When Jordan returned to the Chicago Bulls in 1995, he was 32, and the nucleus of that team which included Scottie Pippen and Dennis Rodman was still in place.
The Wizards, however, are coming off their worst season ever at 19-63, and even Jordan warns that expectations for the Wizards who open training camp today in Wilmington, N.C., won't be that high.
"I'm not coming in here with these preconceived ideas that we're going to be 50-32. I'd be totally surprised if we were 50-32. But I think we can be far better than 19-63," Jordan said.
Jordan, who will play mostly at small forward, said he was uncertain of his status as the summer progressed. Breaking a pair of ribs and battling tendinitis created some doubt whether he could pull off a comeback at his standards. His 31.5 scoring average is the highest in league history, and his 10 scoring titles are a league best. In addition to leading the Bulls to six championships, he was regular-season MVP five times and NBA Finals MVP six times.
But eventually Jordan began to see the elements of his game that separated him from his peers.
"The things that I was looking for was a sense of dominance in situations, taking control in pickup games, if that can be any indication," Jordan said. "I wanted to see if I could get some of my moves off against players in the league and maintain some of my consistency and was able to score whenever I felt like I needed to score.
"I was looking for signs that would give me an indication that would make this thing work," Jordan continued. "And although I didn't see them consistently every single day, I was asking my body to do something that you haven't done for three years."

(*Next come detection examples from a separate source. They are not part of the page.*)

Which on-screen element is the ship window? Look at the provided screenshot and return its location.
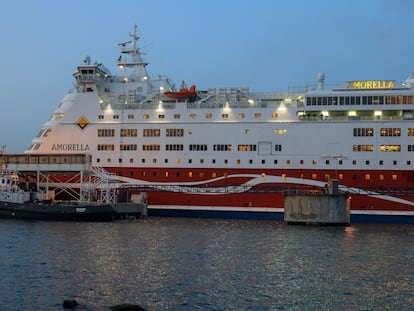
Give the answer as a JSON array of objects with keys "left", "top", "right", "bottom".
[
  {"left": 98, "top": 129, "right": 115, "bottom": 137},
  {"left": 380, "top": 145, "right": 401, "bottom": 152},
  {"left": 165, "top": 128, "right": 184, "bottom": 137},
  {"left": 142, "top": 129, "right": 161, "bottom": 137},
  {"left": 120, "top": 129, "right": 138, "bottom": 137}
]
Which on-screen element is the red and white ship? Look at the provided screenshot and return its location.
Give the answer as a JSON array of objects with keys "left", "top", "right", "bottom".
[{"left": 21, "top": 27, "right": 414, "bottom": 222}]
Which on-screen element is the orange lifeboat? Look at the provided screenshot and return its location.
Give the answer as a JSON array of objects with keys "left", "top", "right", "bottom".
[{"left": 164, "top": 81, "right": 197, "bottom": 99}]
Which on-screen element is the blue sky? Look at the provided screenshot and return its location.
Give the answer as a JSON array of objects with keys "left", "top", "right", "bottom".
[{"left": 0, "top": 0, "right": 414, "bottom": 152}]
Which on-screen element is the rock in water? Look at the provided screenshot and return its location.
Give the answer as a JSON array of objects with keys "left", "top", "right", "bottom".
[
  {"left": 109, "top": 303, "right": 145, "bottom": 311},
  {"left": 62, "top": 299, "right": 79, "bottom": 309}
]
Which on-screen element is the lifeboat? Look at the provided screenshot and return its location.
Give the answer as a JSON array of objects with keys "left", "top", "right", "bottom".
[{"left": 164, "top": 81, "right": 197, "bottom": 99}]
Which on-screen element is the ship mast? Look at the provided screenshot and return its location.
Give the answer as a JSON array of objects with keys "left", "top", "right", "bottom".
[{"left": 118, "top": 25, "right": 148, "bottom": 80}]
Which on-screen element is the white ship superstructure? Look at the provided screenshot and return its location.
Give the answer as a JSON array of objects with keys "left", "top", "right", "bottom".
[{"left": 16, "top": 27, "right": 414, "bottom": 222}]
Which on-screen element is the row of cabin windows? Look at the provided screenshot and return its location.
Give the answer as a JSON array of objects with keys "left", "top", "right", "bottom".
[
  {"left": 97, "top": 144, "right": 414, "bottom": 152},
  {"left": 353, "top": 127, "right": 408, "bottom": 137},
  {"left": 94, "top": 170, "right": 398, "bottom": 181},
  {"left": 98, "top": 112, "right": 279, "bottom": 120},
  {"left": 96, "top": 158, "right": 411, "bottom": 166},
  {"left": 306, "top": 95, "right": 414, "bottom": 106}
]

Much has been made about how the older Jordan will fare against younger superstars like Allen Iverson, Kobe Bryant and Tracy McGrady. When Jordan retired in 1998, none was a true force in the league. Since that time, Iverson was named MVP and led Philadelphia to the finals, Bryant has helped lead the Lakers to two titles and Orlando's McGrady, just 22, demonstrated last season that he might have more potential than any player in the league.
"You say all the young dogs are going to chase me around. Well, I'm not going to bark too far away from them either," Jordan said. "I'm not running from nobody. If anything it's going to be a great challenge. I'm not walking into this scenario thinking that I'm going to fail. I'm walking in confident that I think it will work. And if I listened to everyone who said I couldn't make it work, then obviously I wouldn't be here."